Jack was looking confused.

‘But Ronan and Finn and me, we do all come from the same place.’

‘But he,’ Jack nodded towards Finn, ‘is not a witch.’

‘No. He’s a wizard.’ More confusion. ‘And no, I don’t know why he didn’t just put a spell on you.’

Jack gasped as Merry spread the ointment on a particularly deep cut. ‘Neither of you dress like any other witch or wizard that I know of.’

‘Really?’ Merry said, trying to appear thoroughly absorbed in what she was doing. ‘How many other witches and wizards do you know?’ The line of Jack’s jaw tightened, but he didn’t reply. ‘There. All done.’

Jack closed his eyes and slumped against the tree stump behind him as Merry sat back on her heels. ‘Now, you need to tell me a couple of things,’ she started. ‘When did Ronan arrive here? And when exactly did you see him and my brother together?’

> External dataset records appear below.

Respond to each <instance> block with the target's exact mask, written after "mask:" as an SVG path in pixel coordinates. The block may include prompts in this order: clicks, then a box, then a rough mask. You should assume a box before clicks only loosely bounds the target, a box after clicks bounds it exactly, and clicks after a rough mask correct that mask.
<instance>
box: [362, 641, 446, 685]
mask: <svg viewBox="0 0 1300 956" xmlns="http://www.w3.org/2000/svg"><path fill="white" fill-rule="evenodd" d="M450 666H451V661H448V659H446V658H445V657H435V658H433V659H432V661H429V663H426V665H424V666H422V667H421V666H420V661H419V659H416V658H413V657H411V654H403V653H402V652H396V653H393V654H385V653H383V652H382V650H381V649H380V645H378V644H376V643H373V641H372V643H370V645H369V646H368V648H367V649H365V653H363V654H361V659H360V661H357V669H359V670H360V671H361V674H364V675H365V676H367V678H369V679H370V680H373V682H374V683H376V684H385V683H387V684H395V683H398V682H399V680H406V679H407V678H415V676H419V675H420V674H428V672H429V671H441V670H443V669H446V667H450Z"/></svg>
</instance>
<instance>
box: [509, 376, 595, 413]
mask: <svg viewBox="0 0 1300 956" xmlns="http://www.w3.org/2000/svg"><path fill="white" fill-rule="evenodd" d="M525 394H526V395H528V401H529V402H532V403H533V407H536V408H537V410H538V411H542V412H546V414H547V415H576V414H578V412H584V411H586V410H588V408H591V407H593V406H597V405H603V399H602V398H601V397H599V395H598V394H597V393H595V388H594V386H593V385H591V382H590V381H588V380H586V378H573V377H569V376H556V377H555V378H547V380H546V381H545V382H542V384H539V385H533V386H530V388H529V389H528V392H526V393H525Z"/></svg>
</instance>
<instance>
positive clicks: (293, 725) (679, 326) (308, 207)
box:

‘How long has Ronan been here? I do not know. But I do know that he began his attacks around harvest time, and the year is nearly over. As for your brother, I saw him the day Ronan and his creatures first attacked Helmswick. The day the queen died.’

Merry’s stomach lurched. If Jack was right, at least three or four months had passed since her brother had arrived here, possessed by the King of Hearts. She couldn’t bear to think about what Leo might have suffered during that time. She’d seen Jack possessed, of course; had seen him slowly consumed by the King of Hearts, but she’d been able to cast the creature out and had broken Gwydion’s curse. Still, the King of Hearts had survived. Which meant that Ronan had been able to summon it, and place it inside her own brother.

What if the King of Hearts had already taken Leo over entirely? Perhaps there was nothing left of him. Perhaps he was already dead.

‘What was Leo doing, the day you saw him?’ Merry asked. ‘Did he look ill?’ Fear turned her stomach. ‘He didn’t … He didn’t help Ronan murder Edith, did he?’

Jack glanced up at her. ‘No. The queen died by Ronan’s blade alone. Your brother’s hands were not tied, that much I know, but he could have been under a spell …’ He shook his head. ‘I cannot say for sure.’ He sat up straighter, looking about him and frowning. ‘The morning is wasting. I must find my horse. She bolted when your friend blundered into the clearing.’ Jack got to his feet and wandered off into the forest. Soon he was lost to view, though Merry could still hear him calling out the horse’s name.

Finn hadn’t moved all this time.

Merry went to sit next to him. ‘I’m going to try a spell on you, like I did on Leo once. It was so he could understand what Jack and Gwydion were saying. Hold still.’ She pressed one fingertip lightly against his forehead. Finn’s eyes widened as Merry used her power to reach into his mind and share her understanding with him. There was probably a more orthodox way of doing such magic, but she hadn’t learnt a formal spell for it yet. ‘Hopefully that’s worked. I suppose we’ll find out when Jack comes back.’

‘If he comes back,’ Finn murmured, running the tip of one finger across the old scar on the inside of his wrist.

‘What happened before I arrived? Why didn’t you disarm Jack when he attacked you?’

‘I tried to, but …’ Finn shuddered. ‘I couldn’t cast properly. None of the spells worked.’ He clutched her hand. His skin was clammy, and his chest was rising and falling rapidly, as if he couldn’t quite catch his breath. Merry realised that he was scared. Terrified. And that frightened her, because she’d never seen him like this before. Not when they’d first met, and he’d been trapped by a binding charm. Not when they’d found her friend Flo’s body in the woods. Not even when – overwhelmed by anger and grief – she’d attacked him at the Black Lake.

‘Finn, what is it? What’s wrong?’

He gripped her hand even more tightly.